Artificial lake in Lombardy, Italy

Lake Baitone is an artificial lake in Italy, located at an elevation of 2,281 meters in the Baitone basin, at the foot of Corno Baitone, in the Adamello mountain group.

It is the largest of the numerous lakes found in the Baitone basin, a valley of glacial origin, a tributary of the Malga Valley, and it is also the fourth largest lake in the entire Val Camonica, surpassed in size by Lake Arno, Lake Pantano dell'Avio, and Lake Avio.

It was first named by Baron Luigi Alberto Guiscardo, a French general and cartographer, as "Lake of Sonico".

The dam containing it was built, along with part of the significant hydroelectric system connected to it, in 1930 and is still used for this purpose. Around it, several service structures were built, including the houses where the dam keeper and Enel workers lived for the maintenance and management of the plant. One of these, decommissioned for several decades, has been recovered and currently serves as an alpine hut, the Rifugio Baitone.
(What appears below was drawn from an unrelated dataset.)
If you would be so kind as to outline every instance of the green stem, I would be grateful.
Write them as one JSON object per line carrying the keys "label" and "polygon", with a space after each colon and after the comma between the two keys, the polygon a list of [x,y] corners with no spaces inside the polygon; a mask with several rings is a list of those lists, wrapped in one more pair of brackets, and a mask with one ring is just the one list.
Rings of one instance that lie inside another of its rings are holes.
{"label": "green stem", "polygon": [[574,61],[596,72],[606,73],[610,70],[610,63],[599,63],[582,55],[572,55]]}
The dam, of the gravity type, is 230 meters long and 38 meters high, with a total volume of 46,600 cubic meters

The lake has several inflows, consisting of mountain streams descending from nearby peaks and the outflows of other lakes that dot the Baitone basin. These are seven natural lakes located at altitudes ranging from 2,400 to 2,800 meters (Lake Rotondo, Lake Bianco, Lake Premassone, Lake Verde, Lake Lungo, Lake Gelato Inferiore, Lake Gelato Superiore) of glacial origin and significantly smaller in size compared to Lake Baitone; they are in turn fed by the summer melting of snow that fell during the winter on the surrounding peaks, as there are no perennial glaciers in the lake's drainage basin.
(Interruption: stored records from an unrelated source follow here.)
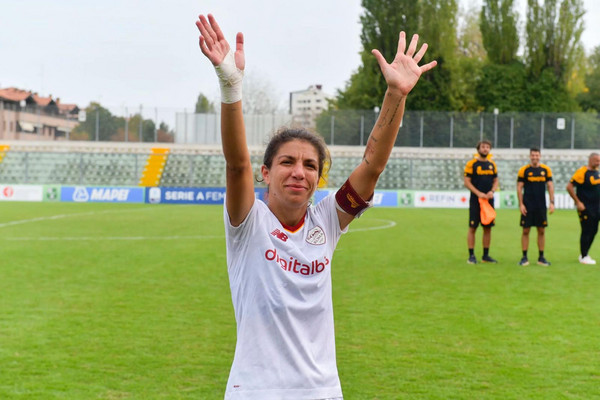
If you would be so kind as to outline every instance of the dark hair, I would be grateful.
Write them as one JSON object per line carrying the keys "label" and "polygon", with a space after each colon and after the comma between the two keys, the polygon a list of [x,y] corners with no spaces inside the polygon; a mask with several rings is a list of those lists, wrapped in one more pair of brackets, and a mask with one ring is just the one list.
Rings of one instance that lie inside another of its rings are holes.
{"label": "dark hair", "polygon": [[306,129],[302,128],[280,128],[269,140],[265,155],[263,157],[263,164],[267,168],[271,168],[273,164],[273,157],[279,151],[279,148],[287,142],[292,140],[303,140],[313,145],[319,156],[319,178],[323,175],[323,167],[325,162],[328,161],[331,164],[329,152],[327,151],[327,145],[323,138],[319,135],[311,133]]}
{"label": "dark hair", "polygon": [[529,153],[533,153],[533,152],[535,152],[535,153],[541,153],[539,147],[532,147],[532,148],[529,149]]}
{"label": "dark hair", "polygon": [[489,140],[485,139],[485,140],[480,140],[479,142],[477,142],[477,146],[475,148],[477,150],[479,150],[479,148],[481,147],[482,144],[487,144],[488,146],[490,146],[490,148],[492,147],[492,142],[490,142]]}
When the dam is operational, the water exiting the lake is channeled through an underground conduit to Lake Miller (located at a lower elevation) in the Val Miller. If the dam's sluice gates are opened, for example during maintenance operations or partial emptying of the reservoir, the water exiting the lake forms the Rio Baitone, which flows into the Remulo stream.

Lake Baitone can only be reached on foot, starting from Ponte del Guat (1,585 m) where the paved road ascending the Val Malga ends, and following the trail with signage CAI number 13, which follows the path of an old military mule track. Alternatively, the lake can also be reached via the Alta Via dell'Adamello, ascending from the Rifugio Serafino Gnutti through the characteristic Passo del Gatto, where the trail is carved directly into the rock.